The complex of the former Mulino Pantanella represents one of the most important examples of industrial archaeology in Rome.
The Mulini e Pastificio Pantanella company built a structure on the Via Casilina to replace the original factory in Via dei Cerchi created by its founder, Michele Pantanella.
At that time, the industrial area included a silos, a mill and a pasta factory.
This place played a fundamental role in the economical life of Rome, shown by the fact that, during World War II, on 19th July, 1943, the factory was struck by 13 of the 17 bombs dropped on Rome, as it had been marked as a strategic target following American reconnaissance missions.
At the end of the war, the restoration works began, which made of Pantanella the first pasta factory in Europe, thanks to the modern equipment and to the innovative conception of the factory designed by Aschieri.
In the ‘60s, an inexorable process of financial crisis began, leading to closure.
Abandoned and in a progressive state of deterioration, the mill had different owners, until it was acquired by the Società dell’Acqua Pia Antica Marcia, which supervised its restoration and conversion.
Building “A”, which formerly housed the factory offices, is now for residential and commercial use.
Building “B” (the former silos) is the oldest structure, built in 1915. The intervention has preserved the external style, on which glass walls and windows have been created, while the inner structures have been demolished and rebuilt, as a function of the new residential and commercial use of the complex.
Also Building “C”, the former biscuit factory, has been assigned a residential and commercial use; to this end, the external structure has been subjected to changes, to increase openings and light wells, and to change roof coverings.
Building “D”, built in 1929, is for offices and residences with garages and cellars.

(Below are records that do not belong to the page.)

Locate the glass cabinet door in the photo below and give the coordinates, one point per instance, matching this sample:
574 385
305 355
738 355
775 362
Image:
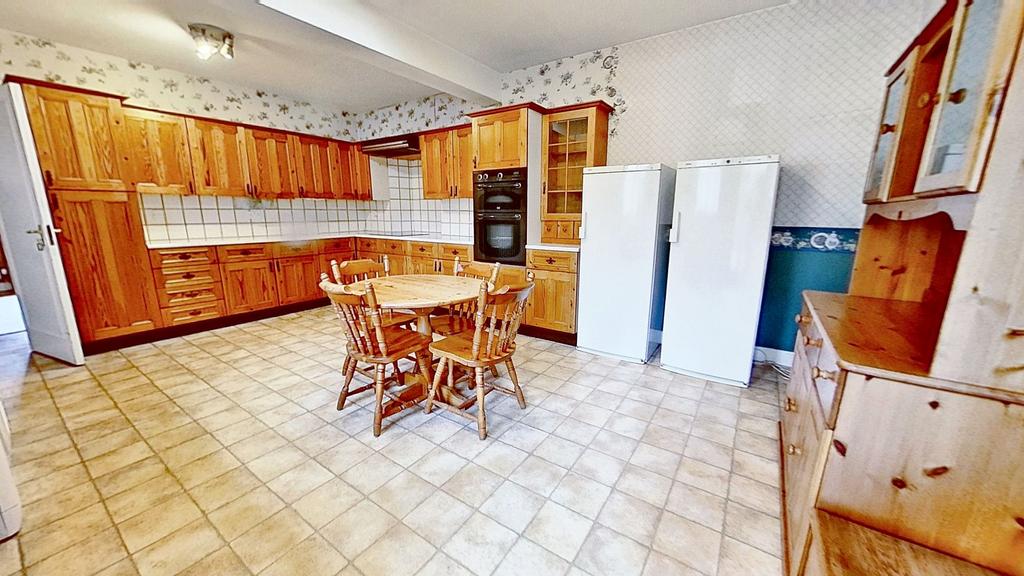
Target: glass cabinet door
977 67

Today, Buildings “F” and “G” make up a single structure. The first one, built in 1933, was a biscuit factory; the second one was added in 1958 as a shed. The whole complex will be reserved to activities connected with culture, shows, leisure and sports. All around it, an open car park will be created.
Building “L”, built in 1946 to replace the mill destroyed by bombing, is the most significant element of the complex for its capacity, and it’s completely for residential use.